Once arrested, those children are more likely to drop out of school or end up in the adult prison system. Lewis also pointed out that many juveniles who are on probation are not being monitored for new offenses – but for technical probation violations. However, she said some cities and counties are trying early intervention to keep students out of jail – from building partnerships with community organizations, offering sports for children, and providing services to families.
Jones called for a better approach of working with students of color in classrooms, providing racial literacy training for teachers, and helping students once they’ve gotten involved with the juvenile justice system.
She said many children are categorized by educators as having a bad home, parents who don’t care, are considered students who can’t learn, or who aren’t motivated, leading them to become “social outlaws” during their school years.
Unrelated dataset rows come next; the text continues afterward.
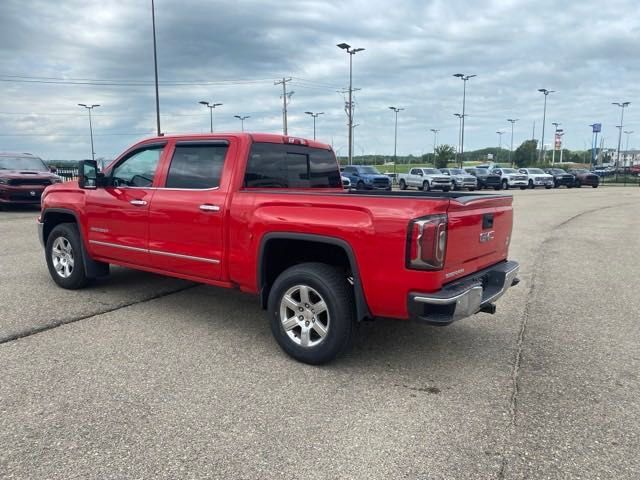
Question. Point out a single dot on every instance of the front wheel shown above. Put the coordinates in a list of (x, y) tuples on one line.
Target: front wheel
[(63, 252), (311, 312)]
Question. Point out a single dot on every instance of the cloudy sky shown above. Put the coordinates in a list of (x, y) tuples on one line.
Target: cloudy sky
[(54, 55)]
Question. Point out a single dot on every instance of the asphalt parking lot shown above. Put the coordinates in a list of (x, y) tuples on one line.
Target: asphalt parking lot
[(141, 376)]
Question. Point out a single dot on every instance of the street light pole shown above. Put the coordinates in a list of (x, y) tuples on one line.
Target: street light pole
[(512, 121), (435, 140), (155, 65), (210, 106), (500, 133), (622, 106), (314, 115), (395, 141), (555, 133), (242, 119), (351, 52), (464, 79), (544, 119), (89, 108)]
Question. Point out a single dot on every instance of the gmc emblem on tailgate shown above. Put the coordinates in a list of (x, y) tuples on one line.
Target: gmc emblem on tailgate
[(487, 236)]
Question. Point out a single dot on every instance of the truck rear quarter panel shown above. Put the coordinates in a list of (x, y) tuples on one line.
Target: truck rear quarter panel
[(374, 227)]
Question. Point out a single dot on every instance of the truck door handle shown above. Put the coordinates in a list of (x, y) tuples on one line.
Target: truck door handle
[(209, 208)]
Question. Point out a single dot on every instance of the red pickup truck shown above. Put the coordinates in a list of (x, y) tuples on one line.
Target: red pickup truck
[(267, 214)]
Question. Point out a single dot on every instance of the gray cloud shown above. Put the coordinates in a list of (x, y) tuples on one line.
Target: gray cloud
[(587, 51)]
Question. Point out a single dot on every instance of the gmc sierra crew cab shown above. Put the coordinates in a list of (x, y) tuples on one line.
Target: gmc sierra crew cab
[(267, 214)]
Children of color may also live in unsafe neighborhoods or unstable home environments, without health services to help them cope with trauma, and are shunted into special education classrooms more often than their peers. In addition, they often face harsher punishment than their Caucasian peers for the same infractions.
Jones says teachers and administrators need better training in racial literacy and support to discuss issues they’re facing in the classrooms and biases they may be bringing when working with students of color, so all students feel safe, valued and able to learn. “How do we continue to bring joy and justice into the classroom?” she asked.
The conference, which was organized by the Rutgers University-Newark Center on Youth Violence and Juvenile Justice, has several university partners, including: Rutgers University-Newark Office of the Chancellor, Rutgers School of Social Work, Rutgers Department of Psychology, Rutgers Law School, Rutgers Institute for Professional Education, State of New Jersey Juvenile Justice Commission and the Northeast Juvenile Defender Center.
"New Jersey's juvenile justice system has the worst racial disparities in the country," said Laura Cohen, Distinguished Clinical Professor of Law and Associate Director of the Center. "We wanted to create a forum in which advocates, service providers, policy makers, and the university community could explore the causes and breadth of this very real crisis and discuss potential responses and solutions. All of the presenters helped spark a rich and important conversation that we hope will further systemic change efforts across the State."